Tip Sheet notes: Rosters still in flux

Teams in need of a wide receiver will likely give Matt Jones a close look in the coming week. Sam Greenwood/Getty Images

Young players who made their respective teams, but are stuck at the bottom of the roster, might hold off a bit in unpacking their suitcases or signing apartment leases. There is still considerable roster shuffling to be done around the league, and a good deal of it could take place next week.

Clubs have been reluctant so far to sign "vested" veterans (four seasons or more of service), because their base salaries are guaranteed if they are on an opening-day roster. So many teams will attempt to make it through the opening weekend with the players they have, and wait until next week, when the guarantee disappears, to sign veteran vested players who are suddenly looking for jobs. Then teams will be liable to the veterans on a prorated basis, based only on the number of games they are on the roster.

The financial difference between vested veterans and rookies is a substantial one. The minimum base salary for a player with 4-6 seasons of accrued service is a $635,000. For a rookie, it's less than half that amount, $310,000.

As of Thursday evening, only eight vested veterans who were released last weekend had signed with new teams.
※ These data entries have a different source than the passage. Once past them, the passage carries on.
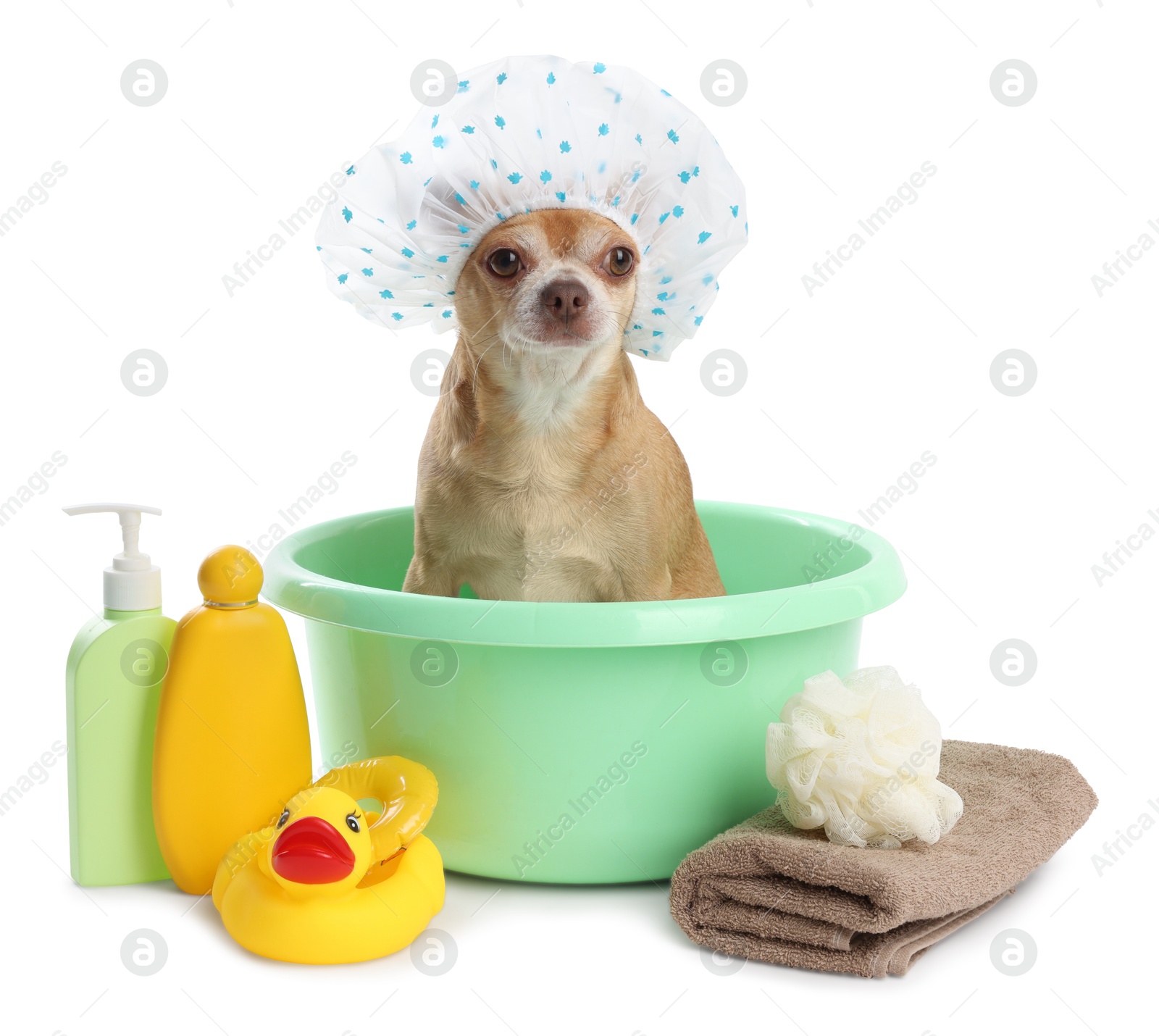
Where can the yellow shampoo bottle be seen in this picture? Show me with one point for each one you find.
(232, 742)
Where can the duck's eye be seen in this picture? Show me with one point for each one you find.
(620, 262)
(503, 263)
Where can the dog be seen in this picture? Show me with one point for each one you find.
(544, 477)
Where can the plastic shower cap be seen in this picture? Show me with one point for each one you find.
(539, 133)
(861, 757)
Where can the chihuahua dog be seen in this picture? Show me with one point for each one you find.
(544, 477)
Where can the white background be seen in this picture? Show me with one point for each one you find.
(890, 359)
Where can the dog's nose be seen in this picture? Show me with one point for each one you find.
(565, 299)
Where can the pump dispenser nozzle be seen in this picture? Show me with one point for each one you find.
(133, 583)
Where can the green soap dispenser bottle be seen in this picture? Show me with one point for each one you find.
(112, 688)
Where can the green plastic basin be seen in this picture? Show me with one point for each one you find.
(579, 743)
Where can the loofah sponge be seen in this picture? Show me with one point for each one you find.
(861, 759)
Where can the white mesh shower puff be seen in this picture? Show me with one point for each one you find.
(861, 759)
(539, 133)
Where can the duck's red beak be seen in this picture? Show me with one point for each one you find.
(312, 852)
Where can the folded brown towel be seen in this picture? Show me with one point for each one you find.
(772, 893)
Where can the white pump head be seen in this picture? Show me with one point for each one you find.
(133, 583)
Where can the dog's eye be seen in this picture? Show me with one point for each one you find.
(619, 262)
(504, 262)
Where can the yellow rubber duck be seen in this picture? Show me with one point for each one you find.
(330, 882)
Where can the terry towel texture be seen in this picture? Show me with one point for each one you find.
(772, 893)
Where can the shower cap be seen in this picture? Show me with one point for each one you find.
(861, 758)
(538, 133)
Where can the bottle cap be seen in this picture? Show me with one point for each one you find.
(231, 577)
(133, 583)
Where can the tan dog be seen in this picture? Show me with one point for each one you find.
(544, 477)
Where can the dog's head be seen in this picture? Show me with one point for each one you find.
(554, 285)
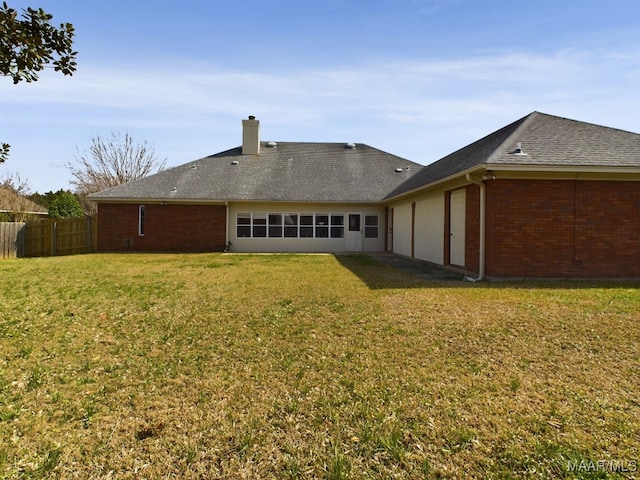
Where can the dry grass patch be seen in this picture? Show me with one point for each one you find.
(234, 366)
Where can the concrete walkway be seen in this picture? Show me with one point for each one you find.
(427, 271)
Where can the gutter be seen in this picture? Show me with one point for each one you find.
(483, 196)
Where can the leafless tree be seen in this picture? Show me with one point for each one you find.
(14, 205)
(111, 162)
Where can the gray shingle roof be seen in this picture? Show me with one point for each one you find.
(304, 172)
(330, 172)
(546, 140)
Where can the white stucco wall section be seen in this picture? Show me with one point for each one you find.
(429, 229)
(307, 245)
(402, 229)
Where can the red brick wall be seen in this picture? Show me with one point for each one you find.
(562, 228)
(168, 228)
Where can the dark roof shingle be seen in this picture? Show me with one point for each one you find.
(289, 171)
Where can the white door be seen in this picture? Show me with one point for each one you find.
(354, 232)
(457, 225)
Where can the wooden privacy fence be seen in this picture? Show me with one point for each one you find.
(48, 237)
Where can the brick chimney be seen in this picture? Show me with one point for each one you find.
(251, 136)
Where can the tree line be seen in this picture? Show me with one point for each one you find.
(30, 42)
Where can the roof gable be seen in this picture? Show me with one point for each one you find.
(546, 141)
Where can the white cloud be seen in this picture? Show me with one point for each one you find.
(415, 108)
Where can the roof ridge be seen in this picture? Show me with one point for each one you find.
(524, 122)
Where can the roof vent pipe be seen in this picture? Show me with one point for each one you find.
(518, 150)
(251, 136)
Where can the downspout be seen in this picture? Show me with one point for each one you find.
(226, 227)
(482, 229)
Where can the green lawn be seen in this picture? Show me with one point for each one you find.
(296, 366)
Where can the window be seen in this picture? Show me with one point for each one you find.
(141, 220)
(244, 225)
(289, 225)
(275, 225)
(322, 225)
(370, 226)
(306, 225)
(337, 226)
(259, 225)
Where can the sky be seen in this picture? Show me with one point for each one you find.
(416, 78)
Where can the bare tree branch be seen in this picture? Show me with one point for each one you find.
(111, 162)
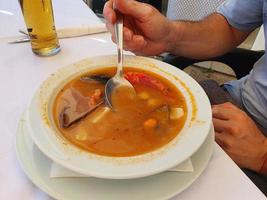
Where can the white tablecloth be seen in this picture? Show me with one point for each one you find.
(21, 72)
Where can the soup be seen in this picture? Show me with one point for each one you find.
(142, 122)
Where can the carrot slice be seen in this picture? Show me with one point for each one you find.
(142, 78)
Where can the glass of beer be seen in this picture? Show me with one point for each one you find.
(39, 19)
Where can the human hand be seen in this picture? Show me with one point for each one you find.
(239, 136)
(145, 30)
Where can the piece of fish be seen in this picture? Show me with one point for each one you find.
(77, 107)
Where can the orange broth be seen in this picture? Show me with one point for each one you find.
(140, 125)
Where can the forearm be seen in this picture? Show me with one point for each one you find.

There were, however, 16 younger (and cheaper) players released who were claimed on waivers.

It will be surprising if some vested veterans -- like defensive tackle Terdell Sands (cut by Oakland), offensive tackle Langston Walker (Buffalo), cornerback Roderick Hood (Chicago), and former first-round wide receiver Matt Jones (released by Jacksonville earlier this spring) -- don't get signed next week. Franchises often don't want to commit guaranteed salaries to players who have been released by another team, no matter the reason, and the guarantee becomes a non-factor next week.

His off-field problems aside, expect Jones to sign somewhere in the next week or so. Jones recently had a terrific workout for Tennessee, an audition in which the former Arkansas star didn't drop a pass, and in the NFL talent trumps all else. Jones is still only 26 years old and, although he may never live up to his first-round status (2005), the four-year veteran figures to get a second chance with some team. Jones had 65 catches in only 12 games in 2008. Extrapolate that over a 16-game season, and it is 87 receptions.